Jul 09 2012
Wikileaks Releases Files on Syria, Even as Assange Remains in Ecuadorian Embassy
The activist hacker group Anonymous Syria has claimed responsibility for hacking into servers in Syria leaking files to Wikileaks, reportedly with help from the groups Anti Sex and the People’s Liberation Army. A New York based public relations firm is the latest entity to be exposed for aiding the Bashar Al Assad team in the release of files that began last Thursday. The firm of Brown Lloyd James is revealed to have been paid $5000 a month last year to improve the image of the Assad family while Syrian forces carried out a bloody crackdown on protestors.
Wikileaks will be releasing this trove of documents through multiple international news outlets and on its website as it has done in the past, with the notable difference that in the US, the Associated Press is the only media partner. This cache is more than 8 times the size of the 2010 “Cablegate” release of leaked US files and is a major show of strength from the online organization that was crippled by low funds after PayPal and major credit card companies stopped processing donations to the site nearly two years ago. Wikileaks says the Syria files were received in a number of languages, including 400,000 in Arabic and 68,000 in Russian. Before being leaked the emails, collectively, were sent through over 670,000 email addresses and received by over 1 million more. Wikileaks editor in chief Julian Assange said in a statement yesterday, “The material is embarrassing to Syria, but it is also embarrassing to Syria’s opponents… It helps us not merely to criticize one group or another, but to understand their interests, actions and thoughts. It is only through understanding this conflict that we can hope to resolve it.”
Assange has been living in the Ecuadorian embassy in London since June 19th, awaiting a decision on his application for asylum in the small South American nation.

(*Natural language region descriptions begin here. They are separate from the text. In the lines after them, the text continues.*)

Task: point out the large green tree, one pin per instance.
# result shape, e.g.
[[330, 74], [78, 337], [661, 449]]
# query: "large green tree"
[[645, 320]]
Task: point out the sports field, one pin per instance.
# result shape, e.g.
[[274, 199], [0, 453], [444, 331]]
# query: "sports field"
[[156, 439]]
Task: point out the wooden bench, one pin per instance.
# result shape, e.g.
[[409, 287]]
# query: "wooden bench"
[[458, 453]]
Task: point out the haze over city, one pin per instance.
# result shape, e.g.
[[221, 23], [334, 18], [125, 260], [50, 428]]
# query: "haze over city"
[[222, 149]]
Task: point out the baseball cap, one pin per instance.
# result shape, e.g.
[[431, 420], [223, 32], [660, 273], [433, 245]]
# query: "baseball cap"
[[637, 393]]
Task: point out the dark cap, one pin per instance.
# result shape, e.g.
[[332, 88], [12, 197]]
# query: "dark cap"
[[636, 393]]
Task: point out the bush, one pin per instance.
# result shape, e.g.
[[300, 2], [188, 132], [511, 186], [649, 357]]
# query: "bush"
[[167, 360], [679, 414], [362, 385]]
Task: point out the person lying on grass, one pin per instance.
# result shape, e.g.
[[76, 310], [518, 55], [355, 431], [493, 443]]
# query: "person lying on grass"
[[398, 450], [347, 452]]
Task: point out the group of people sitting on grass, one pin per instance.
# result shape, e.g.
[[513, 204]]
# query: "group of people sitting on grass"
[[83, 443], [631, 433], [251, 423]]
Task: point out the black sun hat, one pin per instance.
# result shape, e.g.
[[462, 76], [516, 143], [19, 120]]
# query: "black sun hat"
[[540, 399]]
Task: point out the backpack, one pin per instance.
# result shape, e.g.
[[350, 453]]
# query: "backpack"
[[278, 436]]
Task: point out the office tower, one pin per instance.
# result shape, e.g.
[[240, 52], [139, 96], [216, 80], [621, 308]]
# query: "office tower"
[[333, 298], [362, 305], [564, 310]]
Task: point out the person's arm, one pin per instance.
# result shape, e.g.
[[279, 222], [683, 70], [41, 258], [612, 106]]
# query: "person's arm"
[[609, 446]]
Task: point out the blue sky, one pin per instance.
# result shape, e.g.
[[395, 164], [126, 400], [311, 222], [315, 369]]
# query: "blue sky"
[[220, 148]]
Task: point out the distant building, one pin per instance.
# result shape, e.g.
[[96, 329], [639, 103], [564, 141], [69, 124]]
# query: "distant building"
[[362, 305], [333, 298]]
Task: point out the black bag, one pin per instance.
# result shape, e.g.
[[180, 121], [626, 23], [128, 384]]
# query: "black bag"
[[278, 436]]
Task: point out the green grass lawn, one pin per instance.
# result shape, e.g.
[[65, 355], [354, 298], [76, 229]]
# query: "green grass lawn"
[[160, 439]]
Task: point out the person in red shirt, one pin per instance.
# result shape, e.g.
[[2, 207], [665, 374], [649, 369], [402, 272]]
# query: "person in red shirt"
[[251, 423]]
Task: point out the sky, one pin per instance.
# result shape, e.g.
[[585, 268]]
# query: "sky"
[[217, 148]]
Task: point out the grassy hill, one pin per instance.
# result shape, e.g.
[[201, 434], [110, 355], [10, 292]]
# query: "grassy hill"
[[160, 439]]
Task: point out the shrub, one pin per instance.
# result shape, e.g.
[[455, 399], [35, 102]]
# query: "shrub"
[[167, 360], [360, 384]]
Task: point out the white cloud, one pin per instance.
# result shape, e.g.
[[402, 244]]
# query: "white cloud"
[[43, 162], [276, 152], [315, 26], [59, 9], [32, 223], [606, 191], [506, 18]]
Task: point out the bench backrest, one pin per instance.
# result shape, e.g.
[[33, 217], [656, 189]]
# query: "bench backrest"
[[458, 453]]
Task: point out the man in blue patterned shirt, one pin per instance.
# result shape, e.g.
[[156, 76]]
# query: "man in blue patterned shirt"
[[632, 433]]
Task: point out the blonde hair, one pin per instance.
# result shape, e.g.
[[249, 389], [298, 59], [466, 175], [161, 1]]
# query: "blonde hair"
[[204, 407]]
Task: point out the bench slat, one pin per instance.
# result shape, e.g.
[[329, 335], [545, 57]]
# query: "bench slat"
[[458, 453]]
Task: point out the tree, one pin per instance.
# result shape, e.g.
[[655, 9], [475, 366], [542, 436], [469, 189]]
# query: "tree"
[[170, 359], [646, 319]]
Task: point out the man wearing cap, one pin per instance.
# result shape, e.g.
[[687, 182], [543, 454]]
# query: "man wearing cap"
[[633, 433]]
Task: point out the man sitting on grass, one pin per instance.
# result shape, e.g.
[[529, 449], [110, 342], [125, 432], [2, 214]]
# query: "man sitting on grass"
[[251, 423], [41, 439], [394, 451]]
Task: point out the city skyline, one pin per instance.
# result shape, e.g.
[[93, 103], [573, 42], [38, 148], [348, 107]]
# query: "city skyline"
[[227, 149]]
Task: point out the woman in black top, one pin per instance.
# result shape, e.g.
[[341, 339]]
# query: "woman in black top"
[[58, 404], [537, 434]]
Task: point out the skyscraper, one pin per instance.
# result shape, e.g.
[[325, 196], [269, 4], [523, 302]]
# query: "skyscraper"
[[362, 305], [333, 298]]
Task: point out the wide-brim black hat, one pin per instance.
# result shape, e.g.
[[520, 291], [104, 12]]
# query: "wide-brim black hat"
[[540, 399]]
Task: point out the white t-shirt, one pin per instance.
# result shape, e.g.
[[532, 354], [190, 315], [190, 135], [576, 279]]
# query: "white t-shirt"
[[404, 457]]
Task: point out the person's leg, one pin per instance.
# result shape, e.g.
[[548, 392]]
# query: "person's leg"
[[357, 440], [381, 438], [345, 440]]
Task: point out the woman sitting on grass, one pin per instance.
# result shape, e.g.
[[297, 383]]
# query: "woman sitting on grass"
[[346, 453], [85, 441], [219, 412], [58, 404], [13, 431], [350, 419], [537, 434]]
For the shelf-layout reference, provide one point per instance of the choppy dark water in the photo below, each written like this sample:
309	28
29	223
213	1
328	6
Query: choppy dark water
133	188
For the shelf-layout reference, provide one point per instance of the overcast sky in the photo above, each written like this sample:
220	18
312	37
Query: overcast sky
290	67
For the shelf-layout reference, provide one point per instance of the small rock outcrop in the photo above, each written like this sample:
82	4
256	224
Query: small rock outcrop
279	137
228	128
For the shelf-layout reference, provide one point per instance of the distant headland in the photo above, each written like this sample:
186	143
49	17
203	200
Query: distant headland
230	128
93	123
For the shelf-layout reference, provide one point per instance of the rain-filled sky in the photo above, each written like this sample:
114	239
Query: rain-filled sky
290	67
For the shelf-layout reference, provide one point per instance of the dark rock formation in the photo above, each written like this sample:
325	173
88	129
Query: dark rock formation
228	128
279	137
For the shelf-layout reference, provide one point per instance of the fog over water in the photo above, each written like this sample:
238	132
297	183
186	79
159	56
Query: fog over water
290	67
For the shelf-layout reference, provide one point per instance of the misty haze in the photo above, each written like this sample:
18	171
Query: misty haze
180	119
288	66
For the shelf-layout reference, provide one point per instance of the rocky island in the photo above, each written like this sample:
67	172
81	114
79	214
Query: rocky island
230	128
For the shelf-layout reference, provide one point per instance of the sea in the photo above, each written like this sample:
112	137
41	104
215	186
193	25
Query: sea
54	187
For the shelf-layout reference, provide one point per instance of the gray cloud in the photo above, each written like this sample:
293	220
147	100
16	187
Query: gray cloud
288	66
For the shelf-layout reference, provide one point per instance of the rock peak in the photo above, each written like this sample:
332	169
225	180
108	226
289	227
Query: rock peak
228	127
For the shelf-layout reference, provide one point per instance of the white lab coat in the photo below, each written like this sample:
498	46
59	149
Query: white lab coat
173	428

Assange sought refuge in the embassy after the British government ordered him to return to Sweden where he is wanted for questioning pertaining to allegations of sexual assault.
GUEST: Stephen Zunes, Professor of Politics and International Studies at the University of San Francisco, where he chairs the program in Middle Eastern Studies; Jesselyn Radack, National Security and Human Rights Director at the Government Accountability Project, author of Traitor: The Whistle Blower and the American Taliban
One Response to “Wikileaks Releases Files on Syria, Even as Assange Remains in Ecuadorian Embassy”
The recent hype created by the limited hangout operation known as ‘Wikileaks’ regarding the exposures of Syrian government documents shows no real Scoops, but simply rehashes old news in a manner designed to condemn ‘Western Hypocrisy’ with regards to Syria. It doesn’t take a genius to understand it has something to do with Assange’s new Bosses at the Kremlin.